Meus amigos, há largos cinco dias que não me manifestava neste nosso e meu querido blog. É com profunda tristeza que vos digo, pois é a verdade, que o tempo, e, tenho de ser sincero, a paciência, me têm faltado.
Mas o blog vive dos nossos postes, tal como o Pascoal do Bacalhau ou o Brasil do Carnaval. Hoje tive a certeza que este blog necessita, para, mais que sobreviver, viver, de interacção e participação dos seus elementos. Nestes cinco dias tinha vindo a visitar o blog sem notar novidades e hoje penso que essa ausência de participação representou uma ajuda à minha falta de pacìência. E digo isto porque hoje, após ler as vossas postas de Pascoal, aquela apaixonada vontade de escrever regressou ao meu cansado ser.
Algumas notas:
- Repare-se na ironia das situações: O Guilas achou-se muito meu amigo por ter espetado um selo no inimigo naquela tarde, mal reparou ele que o que fez na verdade foi privar-me de espetar um selo. E ia ser o selo da minha vida. Achando que me defendia, acabou por atacar-me na verdade. Atacou e matou a minha unica oportunidade até então de disferir um golpe letal. É claro que a partir daí não me faltaram outras situações para publicamente demonstror a minha virilidade e é por isso, só por isso, que te consigo perdoar caro amigo.
- A segunda nota vai para o tema do dia: A morte (oficial) dos icónes comunistas. Digo oficial porque a morte politica destas duas figuras nacionais já se concretizou, e felizmente, há algum tempo. E sou sincero, só por essa me regojizo. Com mortes fisicas, com perdas humanas jamais me regojizarei e o minimo que posso fazer é desejar paz às vossas almas, camaradas Alvaro e Vasco. Homens que foram, com defeitos e virtudes, merecem a paz eterna. E não minto quando o digo. A minha opinião é clara: Não faço do Alvaro Cunhal um herói só porque morreu (até por que isso significaria que eu seria um idiota chapado, que não sou) mas também me recuso a "festejar" o seu óbito. Viva o fim do comunismo mas paz à alma de Cunhal.
- Gostava de lembrar aquela centena de apoiantes do politico Alvaro Cunhal (falo dos seus admiradores politicos e não, entenda-se bem, dos seus familiares e amigos) que prestar homenagem a alguém que quase consegui transformar Portugal numa ditadura comunista, como a de Estaline, é ridiculo. Que lhe prestem homenagem as pessoas mais chegadas pela pessoa que foi, tudo optimo. Agora homenagens politicas...Só posso achar que todos, sem excepção, o que hoje o fizeram deveriam parar para pensar uns minutos. Talvez segundos bastassem.
- Nota final para Alfama. Nota dez! Que primorosa foi a noite dos Santos.
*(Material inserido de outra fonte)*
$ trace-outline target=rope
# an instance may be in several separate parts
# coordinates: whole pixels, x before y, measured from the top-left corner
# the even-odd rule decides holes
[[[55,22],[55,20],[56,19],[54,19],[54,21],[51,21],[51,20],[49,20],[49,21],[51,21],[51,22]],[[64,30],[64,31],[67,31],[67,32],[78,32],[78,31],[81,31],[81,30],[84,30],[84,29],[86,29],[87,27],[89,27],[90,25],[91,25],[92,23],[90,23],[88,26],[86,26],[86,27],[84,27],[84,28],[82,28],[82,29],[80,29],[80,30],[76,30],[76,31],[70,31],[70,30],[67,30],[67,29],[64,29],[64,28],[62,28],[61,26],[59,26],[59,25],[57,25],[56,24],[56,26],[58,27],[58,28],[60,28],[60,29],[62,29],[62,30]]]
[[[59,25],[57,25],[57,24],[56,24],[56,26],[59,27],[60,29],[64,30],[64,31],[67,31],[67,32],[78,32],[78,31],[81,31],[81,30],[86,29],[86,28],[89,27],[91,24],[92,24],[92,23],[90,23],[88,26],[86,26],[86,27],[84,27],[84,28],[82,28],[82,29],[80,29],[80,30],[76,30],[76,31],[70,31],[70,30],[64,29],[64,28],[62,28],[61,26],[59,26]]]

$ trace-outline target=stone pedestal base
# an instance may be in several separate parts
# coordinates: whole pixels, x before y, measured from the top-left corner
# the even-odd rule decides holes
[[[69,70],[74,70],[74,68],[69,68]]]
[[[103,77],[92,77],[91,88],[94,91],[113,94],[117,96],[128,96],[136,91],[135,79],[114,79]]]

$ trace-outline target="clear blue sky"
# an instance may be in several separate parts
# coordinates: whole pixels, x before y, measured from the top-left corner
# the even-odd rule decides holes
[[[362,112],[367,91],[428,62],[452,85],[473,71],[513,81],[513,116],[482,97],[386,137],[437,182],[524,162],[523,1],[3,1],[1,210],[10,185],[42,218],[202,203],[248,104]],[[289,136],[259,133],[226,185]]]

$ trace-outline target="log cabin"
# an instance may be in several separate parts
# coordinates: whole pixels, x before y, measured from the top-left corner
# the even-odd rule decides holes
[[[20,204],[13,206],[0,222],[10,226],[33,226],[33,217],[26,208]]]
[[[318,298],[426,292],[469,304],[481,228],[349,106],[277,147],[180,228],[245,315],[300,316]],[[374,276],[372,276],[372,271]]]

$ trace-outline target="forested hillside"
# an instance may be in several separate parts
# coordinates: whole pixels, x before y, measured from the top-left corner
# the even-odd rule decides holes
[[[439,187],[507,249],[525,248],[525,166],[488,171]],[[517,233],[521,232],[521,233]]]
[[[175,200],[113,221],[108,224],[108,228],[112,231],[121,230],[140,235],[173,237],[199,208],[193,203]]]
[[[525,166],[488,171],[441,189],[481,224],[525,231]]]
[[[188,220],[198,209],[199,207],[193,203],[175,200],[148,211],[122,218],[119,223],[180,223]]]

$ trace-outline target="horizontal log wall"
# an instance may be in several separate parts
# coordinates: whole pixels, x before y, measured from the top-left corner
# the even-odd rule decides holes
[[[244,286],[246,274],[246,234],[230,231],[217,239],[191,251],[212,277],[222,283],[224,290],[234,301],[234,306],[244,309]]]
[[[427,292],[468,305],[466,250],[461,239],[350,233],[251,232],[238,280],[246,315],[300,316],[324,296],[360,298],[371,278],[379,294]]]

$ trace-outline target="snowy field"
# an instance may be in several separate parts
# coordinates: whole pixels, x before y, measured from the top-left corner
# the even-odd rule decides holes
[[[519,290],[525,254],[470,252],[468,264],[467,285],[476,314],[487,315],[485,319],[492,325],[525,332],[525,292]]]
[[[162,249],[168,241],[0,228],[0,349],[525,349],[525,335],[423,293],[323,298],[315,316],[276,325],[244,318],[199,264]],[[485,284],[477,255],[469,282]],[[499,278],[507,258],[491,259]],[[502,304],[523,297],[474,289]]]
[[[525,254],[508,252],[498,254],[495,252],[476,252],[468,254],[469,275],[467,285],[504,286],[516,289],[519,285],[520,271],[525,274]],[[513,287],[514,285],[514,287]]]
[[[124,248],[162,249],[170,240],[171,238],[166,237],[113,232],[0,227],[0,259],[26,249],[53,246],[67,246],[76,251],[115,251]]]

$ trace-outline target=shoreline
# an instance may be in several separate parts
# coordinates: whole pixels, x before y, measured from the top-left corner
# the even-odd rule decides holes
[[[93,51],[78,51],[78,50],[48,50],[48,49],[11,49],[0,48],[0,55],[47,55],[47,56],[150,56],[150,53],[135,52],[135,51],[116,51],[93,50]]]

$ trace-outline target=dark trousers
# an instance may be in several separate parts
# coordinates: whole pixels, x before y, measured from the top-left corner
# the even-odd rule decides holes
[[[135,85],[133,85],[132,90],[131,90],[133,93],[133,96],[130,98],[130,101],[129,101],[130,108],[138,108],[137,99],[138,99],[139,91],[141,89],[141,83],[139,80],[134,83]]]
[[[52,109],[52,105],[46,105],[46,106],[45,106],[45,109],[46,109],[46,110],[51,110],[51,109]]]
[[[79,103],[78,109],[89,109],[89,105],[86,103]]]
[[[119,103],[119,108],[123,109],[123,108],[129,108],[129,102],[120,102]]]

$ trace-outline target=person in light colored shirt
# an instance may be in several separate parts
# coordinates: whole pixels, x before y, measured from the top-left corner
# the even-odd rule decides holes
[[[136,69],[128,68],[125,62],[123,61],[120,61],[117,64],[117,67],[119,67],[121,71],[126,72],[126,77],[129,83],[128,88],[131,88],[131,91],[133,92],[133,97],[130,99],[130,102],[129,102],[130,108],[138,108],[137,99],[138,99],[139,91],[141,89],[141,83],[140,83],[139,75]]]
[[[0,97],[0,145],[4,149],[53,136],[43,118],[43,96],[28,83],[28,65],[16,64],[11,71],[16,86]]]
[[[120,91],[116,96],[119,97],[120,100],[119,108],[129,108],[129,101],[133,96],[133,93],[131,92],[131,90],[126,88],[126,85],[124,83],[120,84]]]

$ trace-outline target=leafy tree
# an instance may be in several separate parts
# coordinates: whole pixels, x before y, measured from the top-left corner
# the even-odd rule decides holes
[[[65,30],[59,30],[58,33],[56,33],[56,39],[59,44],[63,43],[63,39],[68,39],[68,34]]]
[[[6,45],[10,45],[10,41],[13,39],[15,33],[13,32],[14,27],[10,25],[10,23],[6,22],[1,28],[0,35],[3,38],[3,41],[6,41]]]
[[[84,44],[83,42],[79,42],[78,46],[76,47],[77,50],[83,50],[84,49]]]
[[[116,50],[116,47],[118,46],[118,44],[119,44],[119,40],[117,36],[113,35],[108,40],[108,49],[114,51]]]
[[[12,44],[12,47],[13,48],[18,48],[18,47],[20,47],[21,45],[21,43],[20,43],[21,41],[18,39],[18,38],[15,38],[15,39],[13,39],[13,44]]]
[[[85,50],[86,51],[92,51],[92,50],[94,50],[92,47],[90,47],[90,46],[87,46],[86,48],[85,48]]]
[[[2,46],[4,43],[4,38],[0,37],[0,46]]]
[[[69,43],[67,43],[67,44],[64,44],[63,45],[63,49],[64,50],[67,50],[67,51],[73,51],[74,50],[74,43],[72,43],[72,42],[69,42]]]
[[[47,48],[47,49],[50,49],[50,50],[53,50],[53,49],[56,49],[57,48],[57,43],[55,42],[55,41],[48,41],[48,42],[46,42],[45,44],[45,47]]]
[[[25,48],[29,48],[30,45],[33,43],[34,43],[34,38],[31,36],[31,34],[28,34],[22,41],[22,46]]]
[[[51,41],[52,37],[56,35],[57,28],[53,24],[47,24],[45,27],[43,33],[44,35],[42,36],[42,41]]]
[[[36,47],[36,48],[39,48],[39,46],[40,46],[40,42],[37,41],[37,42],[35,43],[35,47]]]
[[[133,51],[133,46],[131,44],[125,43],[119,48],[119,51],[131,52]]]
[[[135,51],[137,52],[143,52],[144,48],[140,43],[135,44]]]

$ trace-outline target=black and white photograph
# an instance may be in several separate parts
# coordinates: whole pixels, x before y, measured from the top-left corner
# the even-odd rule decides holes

Confesso que nunca tinha estado em Alfama e arredores mas fiquei maravilhado, confesso, com o espaço, a geometria das ruas, os becos, as escadinhas, os pátios, ruelas, vielas...Quero voltar e conheçer melhor os seus recantos.
Um abraço, até próximo encontro. Até lá, espera-me um nojento estudo de cálculo II.
"Eu gosto é do verão" Furia do Acucar ou qualquer coisa do género

1 Comments:
Sem bater muito na mesma tecla, e para por termo a esta aventura, acredita (e eu bem me lembro) que se eu não estivesse lá, terias sido tu a levar um banano do nosso amigo marinho ao invés de dar!